What conclusions were taken from this research?Edit

  • The ability of patients with different levels of cystic fibrosis symptoms to exercise is commonly found to be extremely low due to their pulmonary functions deteriorating, however, this study aims to find if exercise can be beneficial to a patient, or if the exercise is further declining their condition.
  • Research indicates that patients who have somewhat good general health, although still being diagnosed with cystic fibrosis (possible in early stages), have improvements in variables including ventilation rate and forced expired volume in one second. Research also indicates that these variables decrease within patients who have extremely obstructed airways.
  • Due to the large amounts of variables seeing significant drops in results from groups one and two compared to group 3, it might be possible that grouping may have not been even from grades one through to grade 3.
  • The study believes based off of its findings that adequate physiological assessment can be achieved in children with cystic fibrosis, being able to measure multiple variables during exercise which in turn, allowed the conductors to find the connection between exercise and pulmonary function in these patients.
  • No clear physiological differences were documented after the testing was conducted, meaning that the exercise did not have an effect on the children in the long term. However, the study does give indication to the levels of exercise which could help these patients if they were to continue with the exercise process.
  • Other more recent studies using exercise programs to try and increase exercise tolerance and overall pulmonary fitness suggest that exercise can have an effect on respiratory muscle strength, however, no additional adverse effects have been found.[2]
  • Overall, exercise has yet to show a full improvement in pulmonary function in patients with cystic fibrosis, however, there is data to suggest that a long enough exercise program may have benefits.
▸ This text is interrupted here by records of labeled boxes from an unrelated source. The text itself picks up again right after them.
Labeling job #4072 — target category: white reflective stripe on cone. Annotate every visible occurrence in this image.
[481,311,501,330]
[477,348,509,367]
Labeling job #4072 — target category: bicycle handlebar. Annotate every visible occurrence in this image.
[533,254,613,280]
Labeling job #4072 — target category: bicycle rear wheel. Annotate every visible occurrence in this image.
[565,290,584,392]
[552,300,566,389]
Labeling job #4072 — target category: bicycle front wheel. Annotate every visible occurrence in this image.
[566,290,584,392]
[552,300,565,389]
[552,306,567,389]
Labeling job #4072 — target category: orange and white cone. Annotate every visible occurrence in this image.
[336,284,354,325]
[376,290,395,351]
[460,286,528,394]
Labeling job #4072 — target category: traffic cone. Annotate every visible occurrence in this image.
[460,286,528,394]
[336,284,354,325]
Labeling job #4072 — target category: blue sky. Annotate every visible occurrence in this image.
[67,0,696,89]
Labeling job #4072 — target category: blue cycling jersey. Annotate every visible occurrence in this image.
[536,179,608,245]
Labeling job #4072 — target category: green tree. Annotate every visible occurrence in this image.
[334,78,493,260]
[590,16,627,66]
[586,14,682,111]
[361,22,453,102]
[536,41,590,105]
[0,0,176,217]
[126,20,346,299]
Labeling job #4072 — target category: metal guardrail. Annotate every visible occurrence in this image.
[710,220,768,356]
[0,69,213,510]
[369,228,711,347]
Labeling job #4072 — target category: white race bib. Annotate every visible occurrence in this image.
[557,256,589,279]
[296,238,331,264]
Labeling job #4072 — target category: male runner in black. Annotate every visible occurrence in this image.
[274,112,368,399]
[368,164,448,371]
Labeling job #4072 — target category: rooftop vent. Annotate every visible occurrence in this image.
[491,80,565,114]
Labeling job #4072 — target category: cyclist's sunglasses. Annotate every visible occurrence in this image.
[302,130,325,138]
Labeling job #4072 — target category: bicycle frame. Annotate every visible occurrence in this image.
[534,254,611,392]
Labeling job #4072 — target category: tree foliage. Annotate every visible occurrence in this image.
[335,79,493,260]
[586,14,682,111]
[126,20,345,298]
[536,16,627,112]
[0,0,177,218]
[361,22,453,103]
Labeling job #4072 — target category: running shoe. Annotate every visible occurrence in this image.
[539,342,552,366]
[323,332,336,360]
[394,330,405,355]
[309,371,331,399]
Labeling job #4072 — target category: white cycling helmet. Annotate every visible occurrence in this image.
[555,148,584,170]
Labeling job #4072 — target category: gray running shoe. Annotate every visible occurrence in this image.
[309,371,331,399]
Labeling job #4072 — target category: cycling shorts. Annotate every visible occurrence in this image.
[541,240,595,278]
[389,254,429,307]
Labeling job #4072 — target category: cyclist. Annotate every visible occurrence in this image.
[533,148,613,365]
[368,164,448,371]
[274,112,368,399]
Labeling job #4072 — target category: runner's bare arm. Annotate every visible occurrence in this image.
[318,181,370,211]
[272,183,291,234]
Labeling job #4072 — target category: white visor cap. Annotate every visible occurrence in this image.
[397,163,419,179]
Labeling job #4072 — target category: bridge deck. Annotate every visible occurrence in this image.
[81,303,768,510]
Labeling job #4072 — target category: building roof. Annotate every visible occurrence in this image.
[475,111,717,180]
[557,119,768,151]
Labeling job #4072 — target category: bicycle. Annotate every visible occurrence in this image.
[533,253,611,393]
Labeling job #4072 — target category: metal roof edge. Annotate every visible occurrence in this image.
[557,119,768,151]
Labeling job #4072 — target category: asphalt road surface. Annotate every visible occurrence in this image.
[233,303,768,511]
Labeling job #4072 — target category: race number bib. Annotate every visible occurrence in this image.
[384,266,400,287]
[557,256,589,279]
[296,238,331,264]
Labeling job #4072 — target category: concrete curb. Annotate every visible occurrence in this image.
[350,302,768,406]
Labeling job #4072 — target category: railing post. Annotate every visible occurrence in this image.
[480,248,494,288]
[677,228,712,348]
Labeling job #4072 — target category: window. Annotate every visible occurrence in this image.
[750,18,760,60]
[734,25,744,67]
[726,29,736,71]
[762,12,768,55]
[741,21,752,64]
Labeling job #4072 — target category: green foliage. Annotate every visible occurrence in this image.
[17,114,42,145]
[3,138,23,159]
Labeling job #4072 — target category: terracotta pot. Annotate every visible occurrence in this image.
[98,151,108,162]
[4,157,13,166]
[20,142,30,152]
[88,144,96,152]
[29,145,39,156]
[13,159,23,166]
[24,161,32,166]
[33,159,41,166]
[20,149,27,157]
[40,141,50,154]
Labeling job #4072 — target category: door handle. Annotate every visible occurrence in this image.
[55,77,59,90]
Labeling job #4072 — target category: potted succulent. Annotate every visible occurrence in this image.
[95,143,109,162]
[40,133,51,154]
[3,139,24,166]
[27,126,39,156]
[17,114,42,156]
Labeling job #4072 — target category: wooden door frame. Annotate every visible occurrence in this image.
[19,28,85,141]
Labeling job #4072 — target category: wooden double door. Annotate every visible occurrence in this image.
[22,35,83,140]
Practical advice for the futureEdit

  • Participating in exercise routines and functional activities is beneficial to the body when tailored to the individuals needs.
  • In the case of patients with cystic fibrosis, whilst studies suggest that the effect of exercise may not increase pulmonary functions significantly, exercise has been shown to have an adverse effect on other areas such as bone density,[3] sleep improvement,[4] mental health and more.
  • Programs written by exercise professionals which are long term and ongoing may help these patients improve their overall quality of life.
  • Depending on level of symptoms, lower intensity an resistance may be necessary to keep the patient engaged, but also make sure the exercise is being detrimental to their health.


  1. ((unknown), National Institute of disease of the chest, NIDCH, 2019, Available at: http://www.nidch.gov.bd/)
  2. (Orenstein DM, Franklin BA, Doershuk CF, Hellerstein HK, Germann KJ, Horowitz JG, Stern RC. Exercise conditioning and cardiopulmonary fitness in cystic fibrosis: the effects of a three-month supervised running program. Chest. 1981 Oct 1;80(4):392-8.)
  3. ((unknown), Osteoporosis Australia - Exercise, Osteoperosis Australia, 2019, Available at: https://www.osteoporosis.org.au/exercise)
  4. (Unknown, Exercising for Better Sleep, Johns Hopkins Medicine, The Johns Hopkins University, 2019, Available at: https://www.hopkinsmedicine.org/health/wellness-and-prevention/exercising-for-better-sleep)
  1. Godfrey S, Mearns M. Pulmonary function and response to exercise in cystic fibrosis. Archives of Disease in Childhood. 1971 Apr 1;46(246):144-51.